Als SPD müssen wir uns dafür einsetzen, dass die Finanzierung der Pflege umfassend reformiert wird: Wir brauchen eine solidarische Pflegeversicherung als Bürger*innenversicherung, die künftig als Vollversicherung ausgestaltet werden sollte. Das bedeutet, dass die Beiträge zur Pflegeversicherung erhöht werden und bisher Privatversicherte in die Versicherung einzahlen müssen. Außerdem darf es keine Gewinnmaximierung auf Kosten guter Pflege geben. Spekulative Gewinne zu Gunsten anonymer Anleger*innen oder Investor*innen lassen sich nicht mit einer am Wohl des Menschen orientierten Pflege und einem solidarisch finanzierten Versicherungssystem vereinbaren. Darum sollten wir die Renditen begrenzen. Auf der anderen Seite brauchen wir eine Deckelung der individuell zu tragenden Eigenanteile an den pflegebedingten Kosten.

Rolle der Kommunen stärken

Menschen wollen auch im Alter in vertrauter Umgebung leben und gut vernetzt bleiben. Pflegeangebote und -infrastruktur werden auf Gemeindeebene organisiert. Darum wollen wir die Kommunen unterstützen, fördern und fordern, damit sie diese Rolle noch intensiver wahrnehmen. Durch eine Umstrukturierung der Pflegeversicherung werdenden Mittel frei. Diese können von Kommunen genutzt werden, um neue Wohnformen zu entwickeln und in altersgerechten Wohnungsbau, Quartiersentwicklung und Beratung zu investieren. Das wollen wir durch ein Investitionsprogramm des Bundes für altersgerechtes und barrierefreies Wohnen unterstützen. Hürden beim Ausbau alternativer Unterstützungs- und Wohnformen sollen beseitigt und Seniorengenossenschaften gestärkt werden. Wir brauchen mehr altersgerechte Wohnungen ohne Barrieren. Wenn diese durch Serviceangebote ergänzt werden, die bedarfsweise in Anspruch genommen werden können, kann vielfach eine kostenintensive Vollversorgung im Pflegeheim vermieden werden und Senior*innen in ihrer gewohnten Umgebung bleiben. Denn häufig ist vor allem Entlastung im Alltag nötig. Solche Wohnformen können auch der Vereinsamung im Alter entgegenwirken. Der Herausforderung Demenz begegnen wir mit einer nationalen Demenzstrategie, die aktuell unter Federführung vom Bundesfamilienministerium erarbeitet wird. Zivilgesellschaftliche und ehrenamtliche Unterstützungsangebote können am besten vor Ort überblickt und vernetzt werden.

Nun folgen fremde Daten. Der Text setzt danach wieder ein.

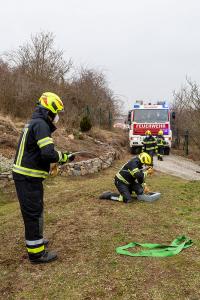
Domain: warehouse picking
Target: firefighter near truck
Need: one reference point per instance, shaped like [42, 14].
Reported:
[153, 117]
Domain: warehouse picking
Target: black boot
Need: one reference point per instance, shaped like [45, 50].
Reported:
[106, 195]
[45, 258]
[46, 242]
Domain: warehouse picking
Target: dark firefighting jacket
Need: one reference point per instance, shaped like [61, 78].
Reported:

Bessere Unterstützung für pflegende Angehörige

Ich habe größten Respekt davor, wenn sich Familien entscheiden, die Pflege Angehöriger selbst zu organisieren. Sie brauchen dafür unsere Unterstützung und insbesondere eine bessere Vereinbarkeit von Beruf und Pflege. Ein wichtiger Schritt wäre dafür ein Anspruch auf Pflegezeit mit Lohnersatzleistung, der dem von Elternzeit und Elterngeld entspricht. Zudem müssen wir Beratungsangebote verbessern und Kurzzeitpflegeplätze ausbauen.

Der Anfang ist gemacht: Mehr Pflege, mehr Ausbildung und mehr Personal durch die Konzertierte Aktion Pflege

Im Rahmen der Konzertierten Aktion Pflege haben wir Maßnahmen für mehr Pflege, mehr Ausbildung und mehr Personal auf den Weg gebracht. Das Paket umfasst unter anderem Maßnahmen für einen sozialen Arbeitsschutzstandard und mehr betriebliche Gesundheitsförderung, für eine Stärkung der Vereinbarkeit von Familie, Beruf und Pflege sowie für eine Fort- und Weiterbildung von Führungskräften in der Pflege. Außerdem haben wir auf den Weg gebracht, dass ein Personalbemessungsverfahren entworfen wird, mit dem verbindliche Vorgaben für die Personalbesetzung in den Pflegeheimen und Krankenhäusern festgeschrieben werden. Und es wurden die Weichen gestellt für eine bessere Entlohnung. Dabei wurde ein Ende des Ost-West-Unterschieds beim Pflegemindestlohn erreicht. Nicht zuletzt soll die Anzahl der Auszubildenden und ausbildenden Einrichtungen im bundesweiten Durchschnitt um je 10 Prozent erhöht werden. Und die Pflegefachschulen werden Mittel aus dem Digitalpakt Schule erhalten, um das digitalunterstützte Lehren und Lernen zu stärken.